GPSを活用して高齢者を見守る「IoT杖」が、「国際福祉機器展」(10月10日〜12日、東京ビッグサイト)で展示されている。ハイパーネットワーク社会研究所、九州工業大学、オートバックスセブン、富士通九州システムズが共同開発した。2019年内の実用化を目指す。
市販の杖に、6軸センサー、通信モジュールを内蔵したGPS対応の専用デバイスを装着した。オートバックスセブンのクラウドサービスと連携し、外出時の位置や移動情報をWebアプリケーションで確認できる。自宅など登録した地点から離れたときや、転倒などのトラブルが起きたときに、家族や介護者にメールで通知することも可能。デバイスに搭載された緊急ボタンを押すと、コールセンターから緊急連絡先に連絡するサービスの連携も検討している。
違和感のない使い勝手を実現するため、デバイスの重量は30グラム台を目指す。デバイス開発やクラウドサービスの運用などを手掛けるオートバックスセブンICT商品部の古宮明さんは、「腕時計型デバイスなどと異なり、杖にデバイスを装着することで利用者の負担を軽減できる。将来は、靴を履くだけで見守れるのが理想だが、バッテリー消費や給電のことを考えると課題は残る」と説明する。デバイスの価格は1万円以下、サービスの月額利用料は500円前後をそれぞれ目指すとしている。

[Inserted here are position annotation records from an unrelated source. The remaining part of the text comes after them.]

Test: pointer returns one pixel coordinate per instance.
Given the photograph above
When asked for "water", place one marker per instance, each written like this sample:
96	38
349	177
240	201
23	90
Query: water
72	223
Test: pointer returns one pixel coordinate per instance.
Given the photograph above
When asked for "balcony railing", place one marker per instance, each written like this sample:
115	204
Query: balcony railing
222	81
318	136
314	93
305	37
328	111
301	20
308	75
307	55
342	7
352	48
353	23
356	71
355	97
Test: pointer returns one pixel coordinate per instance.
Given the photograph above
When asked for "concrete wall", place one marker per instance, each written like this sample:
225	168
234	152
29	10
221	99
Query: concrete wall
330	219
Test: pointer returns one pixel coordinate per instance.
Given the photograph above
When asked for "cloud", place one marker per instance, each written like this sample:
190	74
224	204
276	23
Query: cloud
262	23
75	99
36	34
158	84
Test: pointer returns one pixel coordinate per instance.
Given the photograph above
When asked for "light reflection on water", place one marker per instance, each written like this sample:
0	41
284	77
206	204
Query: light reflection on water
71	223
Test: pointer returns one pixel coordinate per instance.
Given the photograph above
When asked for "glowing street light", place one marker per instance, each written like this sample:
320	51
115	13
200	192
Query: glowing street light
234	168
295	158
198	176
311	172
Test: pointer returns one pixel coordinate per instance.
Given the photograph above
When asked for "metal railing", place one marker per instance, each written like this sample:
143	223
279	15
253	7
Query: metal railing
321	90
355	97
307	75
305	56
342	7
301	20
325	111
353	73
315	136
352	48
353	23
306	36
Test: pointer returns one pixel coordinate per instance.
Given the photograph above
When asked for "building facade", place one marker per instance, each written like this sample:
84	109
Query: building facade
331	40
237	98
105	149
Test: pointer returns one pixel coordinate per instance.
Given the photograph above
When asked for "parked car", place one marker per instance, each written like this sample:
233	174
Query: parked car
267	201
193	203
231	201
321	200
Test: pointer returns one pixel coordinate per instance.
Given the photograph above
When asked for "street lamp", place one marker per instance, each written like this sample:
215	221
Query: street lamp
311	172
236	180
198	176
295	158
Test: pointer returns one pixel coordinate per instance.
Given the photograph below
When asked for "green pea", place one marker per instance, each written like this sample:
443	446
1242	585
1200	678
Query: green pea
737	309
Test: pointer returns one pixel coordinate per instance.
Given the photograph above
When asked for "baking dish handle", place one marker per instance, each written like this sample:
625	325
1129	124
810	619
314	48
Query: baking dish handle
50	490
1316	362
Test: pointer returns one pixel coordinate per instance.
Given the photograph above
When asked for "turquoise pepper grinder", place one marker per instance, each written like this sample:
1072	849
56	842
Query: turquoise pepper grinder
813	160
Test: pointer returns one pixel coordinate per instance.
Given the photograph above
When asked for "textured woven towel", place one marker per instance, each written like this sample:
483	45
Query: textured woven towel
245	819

また、視覚障害者向けに、音声で目的地まで道案内する移動支援サービスも提案。利用にはスマートフォンとヘッドセットが必要。Googleのクラウドサービス「Google Cloud Platform」のAPIを活用した音声対話システムを使い、利用者が音声で目的地を設定すると音声で道案内してくれる。スマートフォンのカメラをかざしながら歩くと、クルマや人などの障害物をAI(人工知能)が検知し、ヘッドセットを通じて利用者に通知する。AIによる画像の自動検知機能は、九州工業大学が開発した。「緊急」と指示すると、IoT杖と同じように緊急連絡先に連絡できる。
オートバックスセブンは17年に、IoT機器を活用した高齢者見守りサービスの実証実験を開始。杖だけでなく、車載用機器を介した高齢ドライバーの見守りの実験もしていた。古宮さんは「車載機器で得たデータは、高齢者だけでなく一般向けにも活用できる。例えばドライバーの走行情報などを記録できれば信用度を数値化(スコアリング)でき、日本でライドシェアが普及したときにドライバーを選ぶ際の参考にもなる」と、今後の展望を語った。